كَانَ رَسُولُ اللَّهِ صَلَّى اللَّهُ عَلَيْهِ وَسَلَّمَ يَمْسَحُ مَنَاكِبَنَا فِي الصَّلَاةِ وَيَقُولُ اسْتَوُوا وَلَا تَخْتَلِفُوا فَتَخْتَلِفَ قُلُوبُكُمْ لِيَلِنِي مِنْكُمْ أُولُو الْأَحْلَامِ وَالنُّهَى ثُمَّ الَّذِينَ يَلُونَهُمْ ثُمَّ الَّذِينَ يَلُونَهُمْ



“Dahulu Rasulullah shallallahu ‘alaihi wasallam mengusap pundak kami ketika akan shalat seraya bersabda, “Luruskanlah, dan jangan berselisih sehingga hati kalian bisa berselisih. Hendaklah yang tepat di belakangku adalah orang yang dewasa yang memiliki kecerdasan dan orang yang sudah berakal di antara kalian, kemudian orang yang sesudah mereka, kemudian orang yang sesudah mereka.” (HR. Muslim)

سَوُّوْا صُفُوْفَكُمْ فَإِنَّ تَسْوِيَةَ الصَّفِّ مِنْ تَمَامِ الصَّلاَةِ



“Luruskan shaf-shaf kalian, karena sesungguhnya meluruskan shaf termasuk kesempurnaan sholat”. (HR. Muslim)


كَانَ رَسُوْلُ اللهِ صَلَّى اللهُ عَلَيْهِ وَسَلَّمَ يُسَوِّي صُفُوْفَنَا حَتَّى كَأَنَّمَا يُسَوِّي بِهَا الْقِدَاحَ حَتَّى رَأَى أَنَّا قَدْ عَقَلْنَا عَنْهُ. ثُمَّ خَرَجَ يَوْمًا فَقَامَ حَتَّى كَادَ يُكَبِّرُ فَرَأَى رَجُلاً بَادِيًا صَدْرَهُ مِنَ الصَّفِّ فَقَالَ: عِبَادَ اللهِ ! لَتَسُوُّنَّ صُفُوْفَكُمْ أَوْ لَيُخَالِفَنَّ اللهُ بَيْنَ وُجُوْهِكُمْ



“Dulu Rasulullah Shallallahu ‘alaihi wasallam meluruskan shaf kami sehingga seakan beliau meluruskan anak panah (ketika diruncingkan,pen), sampai beliau menganggap kami telah memahaminya. Beliau pernah keluar pada suatu hari, lalu beliau berdiri sampai beliau hampir bertakbir, maka tiba-tiba beliau melihat seseorang yang membusungkan dadanya dari shaf.
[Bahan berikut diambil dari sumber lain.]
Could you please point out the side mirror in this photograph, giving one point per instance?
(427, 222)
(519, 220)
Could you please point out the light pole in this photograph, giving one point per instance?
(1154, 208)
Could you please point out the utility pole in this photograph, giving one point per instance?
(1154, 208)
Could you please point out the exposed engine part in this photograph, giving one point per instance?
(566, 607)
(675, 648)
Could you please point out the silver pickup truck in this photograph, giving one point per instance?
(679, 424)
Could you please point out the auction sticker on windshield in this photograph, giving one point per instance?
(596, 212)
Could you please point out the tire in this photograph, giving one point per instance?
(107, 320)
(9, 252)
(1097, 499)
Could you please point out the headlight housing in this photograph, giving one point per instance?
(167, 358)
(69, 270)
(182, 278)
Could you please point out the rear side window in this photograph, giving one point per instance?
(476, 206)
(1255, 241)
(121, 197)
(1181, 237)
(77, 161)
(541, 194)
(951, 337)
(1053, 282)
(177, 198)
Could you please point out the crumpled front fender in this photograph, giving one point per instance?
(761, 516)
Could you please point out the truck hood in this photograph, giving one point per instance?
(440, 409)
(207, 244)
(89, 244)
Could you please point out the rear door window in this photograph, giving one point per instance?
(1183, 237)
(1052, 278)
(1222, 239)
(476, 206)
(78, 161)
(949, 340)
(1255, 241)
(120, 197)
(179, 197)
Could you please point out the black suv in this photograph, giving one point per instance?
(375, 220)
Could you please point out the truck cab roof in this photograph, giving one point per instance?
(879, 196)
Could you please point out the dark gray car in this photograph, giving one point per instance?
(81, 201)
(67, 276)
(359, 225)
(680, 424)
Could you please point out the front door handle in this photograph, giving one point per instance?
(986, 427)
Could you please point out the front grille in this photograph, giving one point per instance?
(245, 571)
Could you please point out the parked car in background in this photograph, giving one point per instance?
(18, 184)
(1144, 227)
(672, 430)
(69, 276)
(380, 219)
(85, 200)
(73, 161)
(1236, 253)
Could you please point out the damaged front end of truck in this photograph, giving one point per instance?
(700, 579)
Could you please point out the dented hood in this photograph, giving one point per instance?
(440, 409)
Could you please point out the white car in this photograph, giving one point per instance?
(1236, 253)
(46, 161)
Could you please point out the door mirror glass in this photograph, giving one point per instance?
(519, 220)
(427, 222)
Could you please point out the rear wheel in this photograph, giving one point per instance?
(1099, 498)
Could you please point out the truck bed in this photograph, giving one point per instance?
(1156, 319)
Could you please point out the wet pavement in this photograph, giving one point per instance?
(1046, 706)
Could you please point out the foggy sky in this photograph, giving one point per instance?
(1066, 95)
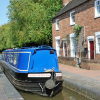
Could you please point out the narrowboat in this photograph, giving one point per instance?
(33, 69)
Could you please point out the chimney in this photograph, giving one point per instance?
(66, 1)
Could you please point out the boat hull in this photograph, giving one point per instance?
(34, 85)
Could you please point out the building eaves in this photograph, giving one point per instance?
(69, 6)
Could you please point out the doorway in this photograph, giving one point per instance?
(91, 49)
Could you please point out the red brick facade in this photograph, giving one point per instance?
(84, 16)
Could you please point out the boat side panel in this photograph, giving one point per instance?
(43, 60)
(22, 62)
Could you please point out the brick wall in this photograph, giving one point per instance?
(85, 16)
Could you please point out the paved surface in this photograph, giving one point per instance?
(85, 82)
(7, 91)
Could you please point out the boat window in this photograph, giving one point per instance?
(7, 58)
(2, 56)
(11, 60)
(15, 59)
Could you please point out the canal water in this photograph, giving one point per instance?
(65, 94)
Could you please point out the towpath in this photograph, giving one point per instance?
(7, 91)
(85, 82)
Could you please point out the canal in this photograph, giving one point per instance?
(65, 94)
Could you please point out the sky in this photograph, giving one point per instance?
(3, 11)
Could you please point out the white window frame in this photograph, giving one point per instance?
(71, 20)
(57, 24)
(96, 12)
(97, 34)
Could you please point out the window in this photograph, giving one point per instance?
(15, 59)
(11, 60)
(57, 24)
(97, 34)
(58, 47)
(72, 18)
(97, 8)
(98, 45)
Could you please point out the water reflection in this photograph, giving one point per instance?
(65, 94)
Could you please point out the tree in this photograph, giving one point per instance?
(31, 20)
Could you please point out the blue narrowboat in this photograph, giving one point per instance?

Maka beliau bersabda, “Wahai para hamba Allah, kalian akan benar-benar akan meluruskan shaf kalian atau Allah akan membuat wajah-wajah kalian berselisih.” (HR.Muslim)


أَقِيْمُوْا صُفُوْفَكُمْ وَتَرَاصُّوْا فَإِنِّي أَرَاكُمْ مِنْ وَرَاءِ ظَهْرِيْ


“Tegakkanlah shaf-shaf kalian dan rapatkan karena sesungguhnya aku bisa melihat kalian dari balik punggungku”. (HR. Bukhari )

Dengan pedoman dari hadits Rasulullah SAW itu semakin jelas bahwa merapatkan shaf dan juga meluruskan adalah merupakan keutamaan menegakkan shalat berjama’ah. Bahkan menurut Ustadz Abu Sangkan bahwa dengan menempelnya satu bahu dengan yang lain akan mengikat maknet, sehingga kekhusukan akan berpengaruh pada jama’ah sisi kanan dan kirinya.